図書室で勉強会の途中、数学の教科書を忘れたことに気がつき、僕は教室へと向かっていた。ちょうど、数学の解説をしようとしたところで、鞄の中にないことに気がついた。
数学の教科書には、沢山メモ書きがされている。
由加里先生との合宿で、特に気合いを入れて取り組んでいたからだ。
クラスの教室には、珍しく誰もいなかった。
試験勉強のためだろうけど、他のクラスの生徒はまだちらほらと残っている生徒もいた。きっと、うちのクラスの人達は、赤点採って由加里先生に雷落とされるのが恐ろしいんだろうな。僕もそうだったし。
机の中に手を入れる。
「お! あったあった……ん?」
取り出したのは、間違いなく僕の教科書だ。

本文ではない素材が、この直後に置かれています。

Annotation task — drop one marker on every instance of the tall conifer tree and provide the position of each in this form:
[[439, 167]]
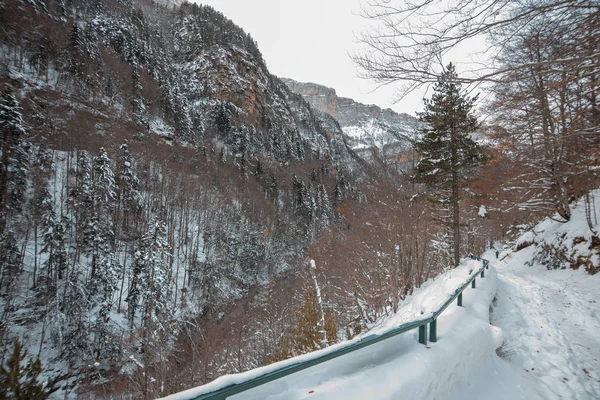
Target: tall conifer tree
[[447, 151]]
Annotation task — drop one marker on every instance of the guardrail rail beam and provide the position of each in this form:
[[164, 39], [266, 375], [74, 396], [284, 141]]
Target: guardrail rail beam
[[423, 334], [433, 331]]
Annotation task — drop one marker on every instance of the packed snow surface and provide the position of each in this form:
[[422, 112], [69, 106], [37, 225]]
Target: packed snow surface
[[461, 364], [542, 342], [551, 321]]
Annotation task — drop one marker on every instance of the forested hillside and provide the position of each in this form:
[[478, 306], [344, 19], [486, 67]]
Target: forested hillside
[[162, 195]]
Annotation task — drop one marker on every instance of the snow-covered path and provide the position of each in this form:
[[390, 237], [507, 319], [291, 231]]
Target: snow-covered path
[[551, 324]]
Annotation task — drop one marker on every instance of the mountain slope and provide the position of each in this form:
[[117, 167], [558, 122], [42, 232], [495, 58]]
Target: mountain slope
[[365, 126]]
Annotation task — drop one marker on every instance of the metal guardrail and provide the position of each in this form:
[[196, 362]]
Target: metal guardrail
[[421, 324]]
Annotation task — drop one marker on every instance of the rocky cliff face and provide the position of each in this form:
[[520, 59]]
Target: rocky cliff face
[[364, 126]]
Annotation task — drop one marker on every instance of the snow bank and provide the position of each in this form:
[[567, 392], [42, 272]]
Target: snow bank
[[561, 245], [400, 367]]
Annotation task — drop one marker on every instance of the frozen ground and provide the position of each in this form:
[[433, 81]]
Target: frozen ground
[[462, 364], [543, 341], [551, 323]]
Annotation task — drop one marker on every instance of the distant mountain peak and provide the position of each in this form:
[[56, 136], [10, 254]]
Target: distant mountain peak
[[365, 126]]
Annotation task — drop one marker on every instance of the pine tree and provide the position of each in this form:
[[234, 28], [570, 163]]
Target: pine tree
[[20, 379], [149, 286], [54, 241], [128, 193], [14, 166], [447, 151]]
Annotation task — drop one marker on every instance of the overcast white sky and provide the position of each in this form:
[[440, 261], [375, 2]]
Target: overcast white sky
[[310, 41]]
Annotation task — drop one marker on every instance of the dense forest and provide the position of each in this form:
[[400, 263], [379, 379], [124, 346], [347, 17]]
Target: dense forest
[[162, 196]]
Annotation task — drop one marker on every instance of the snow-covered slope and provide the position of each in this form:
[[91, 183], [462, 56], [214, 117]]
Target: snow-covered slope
[[550, 313], [461, 363], [364, 126]]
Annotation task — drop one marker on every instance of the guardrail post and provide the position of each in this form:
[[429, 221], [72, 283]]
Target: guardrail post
[[433, 331], [423, 334]]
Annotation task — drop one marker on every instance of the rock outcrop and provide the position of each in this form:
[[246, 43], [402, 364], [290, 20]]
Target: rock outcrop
[[365, 126]]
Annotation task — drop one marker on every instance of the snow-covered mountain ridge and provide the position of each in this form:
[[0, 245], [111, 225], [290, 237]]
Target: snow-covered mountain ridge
[[365, 126]]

だが……
教科書の表紙には、真新しい大きな折り目と、上履きで踏まれた跡が刻まれていた。
僕は嫌な予感を覚えながら、中を開く。
数ページ分が、黒のマジックでグチャグチャに書き殴られていた。
「・・・・」
まるで、僕のメモ書きを嘲笑うかのような悪意を感じた。
けど、なによりもショックだったのが、由加里先生が書いてくれた「ガンバレ!」の文字まで黒く塗りつぶされてしまっていたことだった。
教科書を強く握り締める。
大丈夫。まだ、大丈夫だ……
今度の期末試験をがんばって、由加里先生に褒めてもらうんだ。
そうすればきっと、辛いことも全部、笑って流すことができる。
そう自分に言い聞かせて、折れかけた心をなんとか支える。
結果を残すという目標だけが、今の僕を支える全てだった。